Another article written by someone who doesn’t follow the O’s. The bullpen has not been an O’s strength. All year, it has been worse than the rotation – EXCEPT for Cano until June, and Bautista. In the rotation, Bradish is tied for the ERA lead in the AL with Gerritt Cole, Tyler Wells had the 2nd lowest WHIP in baseball prior to the ASB, and Kremer is an absolute gamer. Gibson has his moments as well. And while GrayRod got shelled in his first stint, he’s been VERY good since recall.
@King
except the good players on any bullpen, a bullpen is not good at all.
that’s great logic. posters make brilliant points except when they don’t.
“Another article written by someone who doesn’t follow the O’s. The bullpen has not been an O’s strength. All year, it has been worse than the rotation…”
Kinda ironic that somebody posts something like this and doesn’t recognize the O’s bullpen has been a strength of the team all season long. You don’t carry the 6th best bullpen ERA in all of MLB by accident or by sucking. The O’s bullpen has given up the fewest HRs of all MLB bullpens and they rank 2nd in strikeouts behind only San Francisco.

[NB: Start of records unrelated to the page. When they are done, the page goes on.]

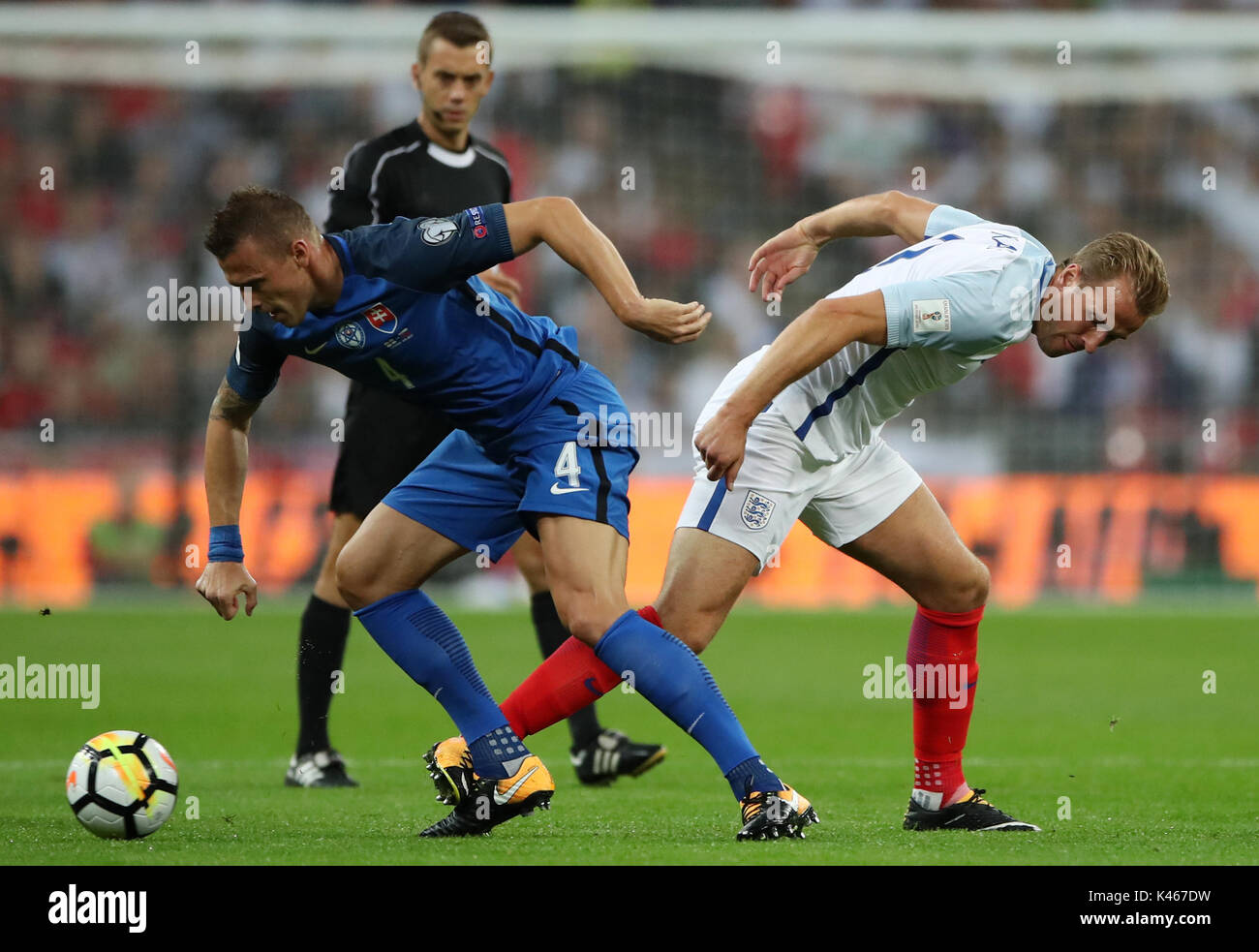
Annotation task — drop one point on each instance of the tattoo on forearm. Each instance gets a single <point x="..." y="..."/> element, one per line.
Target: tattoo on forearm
<point x="233" y="408"/>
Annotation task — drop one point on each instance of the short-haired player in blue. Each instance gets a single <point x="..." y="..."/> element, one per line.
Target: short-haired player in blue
<point x="398" y="305"/>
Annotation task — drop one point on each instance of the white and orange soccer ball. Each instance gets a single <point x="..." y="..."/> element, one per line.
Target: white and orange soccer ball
<point x="122" y="784"/>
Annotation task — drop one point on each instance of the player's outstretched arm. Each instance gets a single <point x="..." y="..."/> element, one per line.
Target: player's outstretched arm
<point x="791" y="252"/>
<point x="227" y="456"/>
<point x="559" y="223"/>
<point x="814" y="336"/>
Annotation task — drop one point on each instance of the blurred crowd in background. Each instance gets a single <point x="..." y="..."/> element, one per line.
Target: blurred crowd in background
<point x="688" y="175"/>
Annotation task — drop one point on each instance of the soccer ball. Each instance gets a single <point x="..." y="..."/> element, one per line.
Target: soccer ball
<point x="122" y="784"/>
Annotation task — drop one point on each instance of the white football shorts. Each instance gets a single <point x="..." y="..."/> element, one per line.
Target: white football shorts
<point x="781" y="481"/>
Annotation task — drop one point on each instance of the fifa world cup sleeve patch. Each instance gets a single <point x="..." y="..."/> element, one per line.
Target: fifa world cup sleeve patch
<point x="932" y="317"/>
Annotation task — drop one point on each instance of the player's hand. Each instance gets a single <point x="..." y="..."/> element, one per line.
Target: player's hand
<point x="667" y="322"/>
<point x="781" y="260"/>
<point x="503" y="282"/>
<point x="722" y="444"/>
<point x="223" y="582"/>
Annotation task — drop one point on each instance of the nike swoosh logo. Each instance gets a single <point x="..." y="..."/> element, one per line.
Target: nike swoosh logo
<point x="502" y="799"/>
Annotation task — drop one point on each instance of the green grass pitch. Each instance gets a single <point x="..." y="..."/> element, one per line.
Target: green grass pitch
<point x="1103" y="707"/>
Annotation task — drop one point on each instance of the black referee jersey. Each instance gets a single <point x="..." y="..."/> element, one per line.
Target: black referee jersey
<point x="401" y="172"/>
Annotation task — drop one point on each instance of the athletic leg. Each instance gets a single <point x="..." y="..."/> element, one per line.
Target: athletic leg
<point x="917" y="548"/>
<point x="325" y="628"/>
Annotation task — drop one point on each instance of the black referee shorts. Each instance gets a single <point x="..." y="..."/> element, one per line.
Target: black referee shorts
<point x="385" y="439"/>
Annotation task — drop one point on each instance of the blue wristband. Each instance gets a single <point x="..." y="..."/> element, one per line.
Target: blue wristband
<point x="226" y="544"/>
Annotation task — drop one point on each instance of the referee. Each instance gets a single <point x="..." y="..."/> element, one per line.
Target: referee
<point x="432" y="167"/>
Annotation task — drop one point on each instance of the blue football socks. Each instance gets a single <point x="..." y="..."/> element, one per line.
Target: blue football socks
<point x="424" y="644"/>
<point x="668" y="674"/>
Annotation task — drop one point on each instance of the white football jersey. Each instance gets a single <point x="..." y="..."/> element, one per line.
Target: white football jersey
<point x="962" y="294"/>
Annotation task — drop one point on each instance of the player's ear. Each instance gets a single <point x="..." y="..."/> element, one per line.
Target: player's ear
<point x="300" y="251"/>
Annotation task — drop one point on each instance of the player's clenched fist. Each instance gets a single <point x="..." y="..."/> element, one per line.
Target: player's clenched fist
<point x="223" y="582"/>
<point x="666" y="322"/>
<point x="781" y="260"/>
<point x="722" y="444"/>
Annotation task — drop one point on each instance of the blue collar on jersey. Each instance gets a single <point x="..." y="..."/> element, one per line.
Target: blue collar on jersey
<point x="343" y="252"/>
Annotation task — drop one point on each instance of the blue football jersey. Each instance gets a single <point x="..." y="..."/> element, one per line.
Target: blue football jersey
<point x="415" y="319"/>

Oh, by the way, the O’s rotation ranks 13th in the Majors with a 4.04 overall ERA. The bullpen ERA is 3.57 — I think that means the bullpen is better..
misterb – I would say in terms of the eye test or actual effectiveness, the Orioles’ rotation is 4th best in the AL East. It’s also not as good as Minnesota, Texas, Seattle, Houston, and possibly LAA before Ohtani’s injury.

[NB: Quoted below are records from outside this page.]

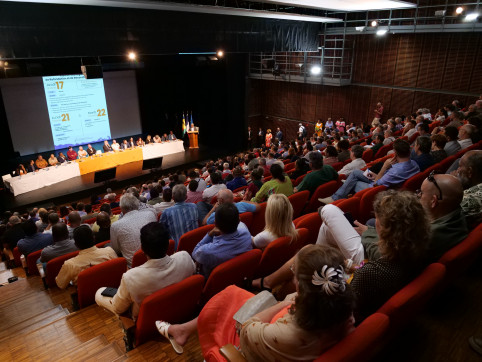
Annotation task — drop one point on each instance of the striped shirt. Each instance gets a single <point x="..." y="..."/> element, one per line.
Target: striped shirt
<point x="179" y="219"/>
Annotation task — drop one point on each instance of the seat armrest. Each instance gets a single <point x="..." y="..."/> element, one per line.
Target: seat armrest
<point x="231" y="353"/>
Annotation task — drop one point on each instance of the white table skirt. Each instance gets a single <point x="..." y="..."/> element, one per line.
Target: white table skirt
<point x="43" y="178"/>
<point x="51" y="175"/>
<point x="154" y="150"/>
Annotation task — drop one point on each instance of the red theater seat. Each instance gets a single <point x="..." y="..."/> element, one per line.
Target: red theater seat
<point x="189" y="240"/>
<point x="106" y="274"/>
<point x="54" y="266"/>
<point x="233" y="271"/>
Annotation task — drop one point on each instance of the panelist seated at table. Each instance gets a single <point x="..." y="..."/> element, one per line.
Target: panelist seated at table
<point x="115" y="146"/>
<point x="40" y="162"/>
<point x="107" y="147"/>
<point x="91" y="150"/>
<point x="140" y="142"/>
<point x="53" y="160"/>
<point x="124" y="145"/>
<point x="132" y="144"/>
<point x="71" y="154"/>
<point x="61" y="158"/>
<point x="32" y="167"/>
<point x="82" y="152"/>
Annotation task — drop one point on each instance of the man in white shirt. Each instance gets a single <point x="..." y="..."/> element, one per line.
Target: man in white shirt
<point x="124" y="234"/>
<point x="357" y="162"/>
<point x="158" y="272"/>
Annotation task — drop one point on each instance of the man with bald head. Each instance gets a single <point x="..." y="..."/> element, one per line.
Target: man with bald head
<point x="470" y="175"/>
<point x="226" y="197"/>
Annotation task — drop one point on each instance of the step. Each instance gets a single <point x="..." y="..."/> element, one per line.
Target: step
<point x="85" y="349"/>
<point x="108" y="353"/>
<point x="25" y="308"/>
<point x="36" y="322"/>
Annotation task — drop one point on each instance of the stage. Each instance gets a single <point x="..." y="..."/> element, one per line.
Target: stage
<point x="83" y="186"/>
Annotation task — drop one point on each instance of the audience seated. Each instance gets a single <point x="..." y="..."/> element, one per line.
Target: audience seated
<point x="301" y="327"/>
<point x="124" y="234"/>
<point x="279" y="221"/>
<point x="227" y="197"/>
<point x="319" y="175"/>
<point x="229" y="238"/>
<point x="61" y="244"/>
<point x="279" y="184"/>
<point x="470" y="174"/>
<point x="180" y="218"/>
<point x="394" y="172"/>
<point x="33" y="240"/>
<point x="158" y="272"/>
<point x="89" y="255"/>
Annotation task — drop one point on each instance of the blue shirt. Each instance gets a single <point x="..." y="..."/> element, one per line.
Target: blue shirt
<point x="179" y="219"/>
<point x="241" y="206"/>
<point x="236" y="183"/>
<point x="33" y="243"/>
<point x="212" y="251"/>
<point x="399" y="173"/>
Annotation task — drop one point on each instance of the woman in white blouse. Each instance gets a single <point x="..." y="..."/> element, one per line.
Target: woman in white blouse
<point x="279" y="221"/>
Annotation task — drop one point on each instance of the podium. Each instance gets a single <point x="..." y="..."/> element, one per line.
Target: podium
<point x="193" y="135"/>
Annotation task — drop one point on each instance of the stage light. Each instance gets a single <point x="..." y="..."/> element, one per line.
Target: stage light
<point x="315" y="70"/>
<point x="471" y="17"/>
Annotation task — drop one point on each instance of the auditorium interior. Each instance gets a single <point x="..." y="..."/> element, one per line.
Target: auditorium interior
<point x="222" y="66"/>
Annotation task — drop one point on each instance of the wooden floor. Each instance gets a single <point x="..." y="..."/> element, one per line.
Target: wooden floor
<point x="39" y="325"/>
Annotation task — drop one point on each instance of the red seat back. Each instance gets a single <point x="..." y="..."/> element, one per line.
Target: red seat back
<point x="176" y="303"/>
<point x="351" y="205"/>
<point x="366" y="203"/>
<point x="189" y="240"/>
<point x="360" y="345"/>
<point x="233" y="271"/>
<point x="402" y="307"/>
<point x="367" y="155"/>
<point x="461" y="256"/>
<point x="246" y="218"/>
<point x="322" y="191"/>
<point x="275" y="255"/>
<point x="32" y="262"/>
<point x="106" y="274"/>
<point x="298" y="201"/>
<point x="54" y="266"/>
<point x="258" y="220"/>
<point x="311" y="222"/>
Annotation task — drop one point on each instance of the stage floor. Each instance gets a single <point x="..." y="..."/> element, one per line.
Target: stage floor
<point x="83" y="186"/>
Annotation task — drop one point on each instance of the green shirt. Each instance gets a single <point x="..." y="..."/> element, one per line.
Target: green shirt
<point x="273" y="187"/>
<point x="316" y="178"/>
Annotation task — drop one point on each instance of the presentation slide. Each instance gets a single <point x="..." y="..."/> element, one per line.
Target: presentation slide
<point x="77" y="110"/>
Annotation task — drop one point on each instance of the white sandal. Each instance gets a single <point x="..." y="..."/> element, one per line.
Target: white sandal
<point x="163" y="328"/>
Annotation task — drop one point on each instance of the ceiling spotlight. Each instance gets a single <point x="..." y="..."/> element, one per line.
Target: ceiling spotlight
<point x="471" y="16"/>
<point x="315" y="70"/>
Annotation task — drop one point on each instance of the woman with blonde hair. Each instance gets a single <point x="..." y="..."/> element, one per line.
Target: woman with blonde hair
<point x="279" y="221"/>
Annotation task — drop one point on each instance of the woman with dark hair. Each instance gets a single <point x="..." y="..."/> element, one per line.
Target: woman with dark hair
<point x="301" y="327"/>
<point x="279" y="184"/>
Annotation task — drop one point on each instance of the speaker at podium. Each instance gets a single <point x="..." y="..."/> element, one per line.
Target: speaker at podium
<point x="193" y="134"/>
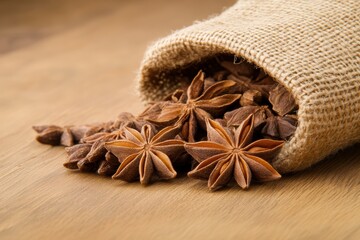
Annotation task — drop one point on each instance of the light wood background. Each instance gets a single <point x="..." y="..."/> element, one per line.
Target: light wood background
<point x="74" y="61"/>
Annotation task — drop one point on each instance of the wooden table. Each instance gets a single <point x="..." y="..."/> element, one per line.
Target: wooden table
<point x="72" y="62"/>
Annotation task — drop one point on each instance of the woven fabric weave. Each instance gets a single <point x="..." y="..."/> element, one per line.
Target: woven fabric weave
<point x="310" y="47"/>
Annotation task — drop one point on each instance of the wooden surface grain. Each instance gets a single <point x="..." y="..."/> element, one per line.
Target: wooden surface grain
<point x="72" y="62"/>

The bullpen ERA is inflated by a few huge blowups. I’d put them in the top 3 or 4 in MLB overall.
Omar – do you even follow the team?
Bradish and Wells have been the only two starters who have been above average all season. Bradish has maintained all season. Wells fell off (regression caught up). GRod has been above average since his call up but awful on the first stint. Gibson is below average. Kremer is trending toward average. Irvin is garbage.

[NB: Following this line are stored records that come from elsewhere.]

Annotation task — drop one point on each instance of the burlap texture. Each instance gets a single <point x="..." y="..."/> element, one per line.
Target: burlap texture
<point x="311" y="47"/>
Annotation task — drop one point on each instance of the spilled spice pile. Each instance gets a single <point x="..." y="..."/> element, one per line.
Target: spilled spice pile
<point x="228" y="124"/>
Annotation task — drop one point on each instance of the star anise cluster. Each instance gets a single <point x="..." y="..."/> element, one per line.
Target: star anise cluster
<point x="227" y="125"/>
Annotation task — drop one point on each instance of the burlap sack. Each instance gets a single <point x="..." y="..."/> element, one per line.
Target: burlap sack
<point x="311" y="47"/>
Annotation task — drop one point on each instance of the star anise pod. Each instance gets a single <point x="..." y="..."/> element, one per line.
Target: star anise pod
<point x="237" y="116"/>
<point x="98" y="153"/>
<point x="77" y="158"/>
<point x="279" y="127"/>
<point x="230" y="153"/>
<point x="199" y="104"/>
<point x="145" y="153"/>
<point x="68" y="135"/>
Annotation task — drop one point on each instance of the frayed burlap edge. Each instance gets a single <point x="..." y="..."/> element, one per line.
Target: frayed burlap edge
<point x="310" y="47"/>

All the main players in the bullpen have been above average to great especially Bautista and Cano. The bullpen is the reason why this club isn’t in third place.
Please get out of the 1980s and stop using ERA as the main indicator of effectiveness. Remember the league’s best defense is behind the mound, probably the league’s best defensive catcher is behind the plate and the Orioles have had luck on their side more often than not.
Oriole with injured wing, replaced by DL player, plus magic with Copperfield … News at 11
Pitch clock is destroying arms. Rob Mandred needs to be sued.
We’ll remember this time as when Cano became the permanent closer.
This sucks. It seems that my fabtasy baseball team is cursed. I have deGrom, Yordan Alvarez, Urias (traded), and they all happened to miss time. Now, this is the closer I gave up a lot to get. I should just announce everyone on my roster for MLB teams to avoid lol. Still somehow in 2nd/3rd out of 12 all year
And Mitch Garver too
@In Seager
if you league is a keeper league, can you pls post your roster so the Orioles’ FO can consider it when signing FA’s. lol
Doctor Boonedoggle disease has set in. First off, he’s got a BMI over 30. Second off, he’s already over 60 innings and we’re still in August. He’s too big and he’s been overused. Why do you think so many Yankee pitchers go down? Or if they survive, stink up the postseason? This is basic stuff. You need to carry less unnecessary weight and you need to be properly paced. Remember, the season is a marathon, so get players who can hold up, and don’t run them into the ground.
Felix Bautista is a very large human being.